Nursing Programs Re-accredited

Allied Health and Public Services Division Chair Patty Pfeiffer (left) and Nursing Department Chair Sue Beaman during a recent tour of the college's nursing facilities.

Allied Health and Public Services Division Chair Patty Pfeiffer (left) and Nursing Department Chair Sue Beaman during a recent tour of the college’s nursing facilities.
















The Accreditation Commission for Education in Nursing (ACEN) has granted continuing accreditation to both the Associate Degree and Practical Nursing programs at Wayne Community College. The accreditation period runs through Spring 2021, the eight years that is the maximum allowed between evaluations.

Both were initially accredited in 2008. At that time, WCC’s Practical Nursing program became the first in North Carolina to be accredited. It is still one of only five in the state. ACEN is the only agency that accredits practical nursing programs.

There are 19 accredited Associate Degree Nursing Programs in the state and 15 of those are in the community college system.
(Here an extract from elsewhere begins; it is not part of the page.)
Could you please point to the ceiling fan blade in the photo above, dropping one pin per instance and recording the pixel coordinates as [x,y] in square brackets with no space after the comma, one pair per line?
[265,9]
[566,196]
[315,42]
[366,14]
“The nursing faculty are tremendously proud of this accomplishment,” said Patty Pfeiffer, Allied Health and Public Services division chair at the college. “It took a lot of hard work over the last two years preparing for the accreditation visit and review of the Associate Degree Nursing and Practical Nursing programs. The nursing faculty are to be congratulated for this extraordinary success.”

ACEN accreditation is a voluntary peer review process to enhance quality improvement in nursing education. Accreditation provides recognition that a nursing education program has been evaluated and periodically re-evaluated by a qualified, independent group of respected and competent peers who have found it be meeting appropriate post-secondary and higher educational purposes in a satisfactory manner.

The process leading up to the decision by the ACEN’s Board of Commissioners was “very in depth – above and beyond what we normally do,” said WCC Nursing Department Chair Sue Beaman.

Her department’s self study resulted in a 387-page document and addressed six areas: mission and administrative capacity, faculty and staff, students, curriculum, resources, and outcomes.

“The self study looks critically at quality,” Beaman said. “It makes you examine all of the standards.”

“We looked at every aspect of the program – from retention to ways to improve and strengthen the curriculum,” said Pfeiffer.

Also part of the process was a three-day on-site visit by a four-member ACEN evaluation team. “It took two years to prepare for the visit and review of the programs,” Beaman said.

The team’s evaluation included review of the self study; inspection of the facility; observation of class and clinical instruction; and meetings with college administrators, faculty, students, clinical agencies, and community members, which Beaman noted were well attended. The evaluator’s report was reviewed by a panel of experts from the accrediting agency.

The Evaluation Review Panel, which is composed of peers from other accredited institutions who are appointed by the ACEN Board of Commissioners, ensured that the evaluation process was carried out according to the Accreditation Standards and Criteria. The panelists reviewed the findings of the visit team as presented in the Site Visitors’ Report compared to the program self-study and catalog and made the recommendation for accreditation to the commission.

Pfeiffer serves as a program reviewer and evaluation review panel member for the ACEN. Beaman will soon be attending the ACEN program reviewer training held in Atlanta in February.

Being accredited gives the college several advantages. “It strengthens the overall quality of the programs and holds the students and faculty to very high standards,” said Beaman.

WCC is particularly proud of the academic achievements of its faculty. “We have a 100 percent master’s prepared faculty (full time) with two in doctoral programs and three nationally certified as nurse educators,” said Pfeiffer.

And accreditation helps students get hired. Potential employers actually ask about it, Beaman said.

Maintaining the accreditation keeps the programs on the top of their game. “It is a continuing, on-going process that never stops, including submitting an annual report,” said Beaman.

ACEN is recognized as the national accrediting body for all types of nursing education programs by the U.S. Department of Education.

The ACEN is governed by a 14-member Board of Commissioners, nine of which are nurse educators representing ACEN-accredited programs, two representing the public, and three representing nursing service. It bases its decisions on the complete and consistent application of the Accreditation Standards and Criteria within and across program types.

The ACEN states that, “Quality in education ensures high levels of opportunity for student learning and achievement. Accreditation is an affirmation of values central to thinking about postsecondary and higher education: appropriate mission, organizational structures, processes, and functions; resources aligned with core values; collegiality; and continuous self-improvement.”

WCC’s Associate Degree Nursing Program is a five-term program that leads to eligibility to apply to take the National Council Licensure Examination (NCLEX-RN). Its Practical Nursing Program is a one-year diploma program that prepares students to take the NCLEX-PN test required to become a licensed practical nurse. Admission to both programs is limited.

Wayne Community College is a public, two-year college with an open-door admission policy located in Goldsboro, N.C. As it works to develop a highly skilled and competitive workforce, it serves 15,000 individuals annually as well as businesses, industry and community organizations with high quality, affordable, accessible learning opportunities, including more than 100 college credit programs.